Josh Harrison didn't drive in four runs for the 2022 White Sox until June 9, or 38 games into a forgettable stay on the South Side.
Harrison drove in four runs in his return to Guaranteed Rate Field in Game 1 of today's doubleheader, and his effort provided the winning margin for the Phillies.
With two outs and bases loaded in the third, he dropped a broken-bat single into center field for two runs and a 5-0 Phillies lead. In the seventh, he came to the plate with two outs and a runner on and turned on a Jimmy Lambert fastball for two more insurance runs.
The Phillies didn't need them, because four different relievers from their much-maligned bullpen pitched a perfect inning, and each struck out two.
The final 13 White Sox hitters were retired in order, and outside of six consecutive hits in the third inning off Zack Wheeler that turned a 5-0 game into a 5-4 affair, they only mustered two other hits and one other baserunner (an Andrew Vaughn HBP).
The only thing you can say about this game is that it could've been worse. Lance Lynn fell behind 3-0 during a 35-pitch first inning, but he managed to last 5⅓ innings with Harrison's flare the only other damage. You wouldn't call it a good start -- he deserved his second loss and an ERA that rose to 7.59 -- but he at least found a way to contain the workload damage to Game 1.

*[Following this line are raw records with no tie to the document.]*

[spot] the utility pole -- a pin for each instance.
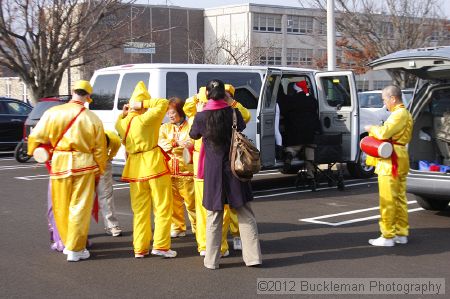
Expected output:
(331, 36)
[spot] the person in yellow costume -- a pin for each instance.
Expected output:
(147, 171)
(392, 171)
(79, 157)
(193, 105)
(174, 139)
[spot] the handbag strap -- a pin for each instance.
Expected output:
(68, 127)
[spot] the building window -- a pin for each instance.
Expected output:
(299, 56)
(269, 56)
(380, 84)
(322, 27)
(299, 24)
(267, 22)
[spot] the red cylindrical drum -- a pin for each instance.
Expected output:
(376, 148)
(187, 154)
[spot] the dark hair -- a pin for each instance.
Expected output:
(81, 92)
(177, 104)
(216, 89)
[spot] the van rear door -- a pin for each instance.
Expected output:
(338, 106)
(265, 123)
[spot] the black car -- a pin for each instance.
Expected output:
(42, 105)
(13, 114)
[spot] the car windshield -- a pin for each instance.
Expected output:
(370, 100)
(41, 107)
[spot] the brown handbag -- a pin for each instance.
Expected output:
(244, 156)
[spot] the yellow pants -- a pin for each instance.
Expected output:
(72, 200)
(156, 195)
(393, 206)
(183, 194)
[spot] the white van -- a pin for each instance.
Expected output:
(257, 88)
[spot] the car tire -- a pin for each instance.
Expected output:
(20, 153)
(359, 169)
(432, 204)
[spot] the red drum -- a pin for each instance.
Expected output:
(187, 154)
(376, 148)
(42, 154)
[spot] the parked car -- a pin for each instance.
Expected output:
(20, 152)
(257, 88)
(430, 107)
(12, 118)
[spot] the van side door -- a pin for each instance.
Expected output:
(265, 125)
(338, 106)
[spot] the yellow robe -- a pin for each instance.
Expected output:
(393, 203)
(77, 159)
(149, 176)
(230, 217)
(170, 135)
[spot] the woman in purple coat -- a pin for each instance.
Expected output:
(221, 187)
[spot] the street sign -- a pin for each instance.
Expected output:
(139, 47)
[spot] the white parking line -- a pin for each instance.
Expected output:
(14, 167)
(318, 189)
(316, 221)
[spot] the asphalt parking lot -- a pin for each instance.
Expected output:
(303, 234)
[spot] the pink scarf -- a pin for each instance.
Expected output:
(210, 105)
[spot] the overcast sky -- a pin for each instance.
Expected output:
(215, 3)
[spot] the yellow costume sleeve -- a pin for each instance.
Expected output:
(190, 106)
(164, 140)
(393, 125)
(39, 135)
(156, 108)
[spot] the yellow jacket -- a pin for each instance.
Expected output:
(145, 159)
(398, 128)
(190, 108)
(83, 147)
(114, 144)
(170, 135)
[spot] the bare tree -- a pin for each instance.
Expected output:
(40, 39)
(369, 29)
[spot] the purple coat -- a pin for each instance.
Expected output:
(220, 186)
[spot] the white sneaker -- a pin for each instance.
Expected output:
(114, 231)
(382, 242)
(237, 245)
(165, 253)
(401, 239)
(175, 234)
(75, 256)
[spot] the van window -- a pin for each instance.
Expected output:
(177, 85)
(127, 86)
(104, 91)
(247, 85)
(337, 91)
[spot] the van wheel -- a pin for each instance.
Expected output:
(432, 204)
(359, 169)
(20, 153)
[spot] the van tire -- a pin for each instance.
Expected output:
(20, 152)
(432, 204)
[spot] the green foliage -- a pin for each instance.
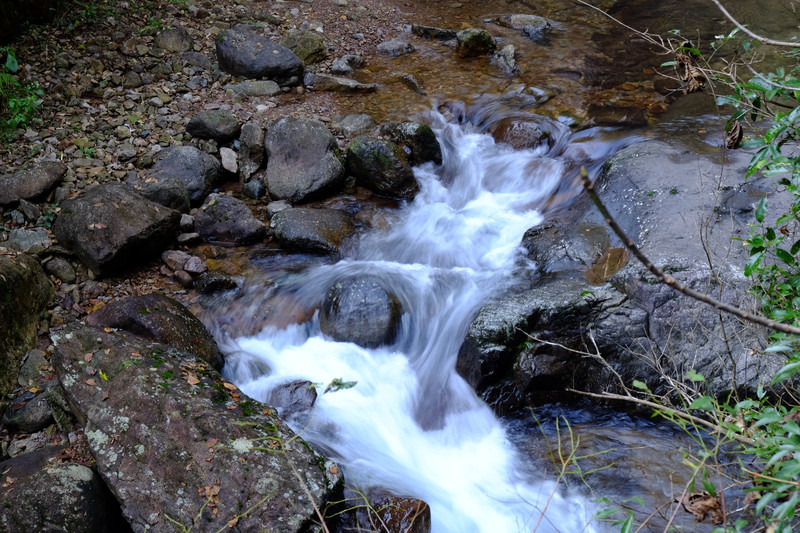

Only Jimmy Lambert, Gregory Santos and Jake Diekman were needed to carry the game the rest of the way, and they might've matched Philadelphia with four scoreless innings if Lambert's 2-2 slider to Jake Cave at the top of the zone were called strike three. Instead, Bucknor called it ball three, Cave ended up singling three pitches later, and Harrison capitalized on the second chance.
It didn't end up mattering, because the White Sox were limited to one four-run outburst for the second straight game. After two quiet innings, Lenyn Sosa opened the third with a single, with Elvis Andrus and Andrew Benintendi following suit to load the bases. Luis Robert then inside-outed a soft line drive inside the right-field line to score two, and Andrew Vaughn's single to center scored two more. Eloy Jiménez made it six in a row with a single to right field, but the momentum crashed to a halt with a flyout and two groundouts.
Afterward, the Sox couldn't muster anything besides two-out doubles in the fourth and fifth, neither of which scored.
Bullet points:
*An Oscar Colás mistake added to Lynn's first-inning troubles. He would've been able to turn a Nick Castellanos RBI single into a second out had he hit the cutoff man, because Elvis Andrus would've received the ball right where Kyle Schwarber was standing. Instead, it went over his head, the Phillies still had just one out, and Alec Bohm ended up cashing in two runs with a two-out single.
*The White Sox drew zero walks while the Phillies drew five. Andrew Vaughn was clipped by a pitch for at least one free base.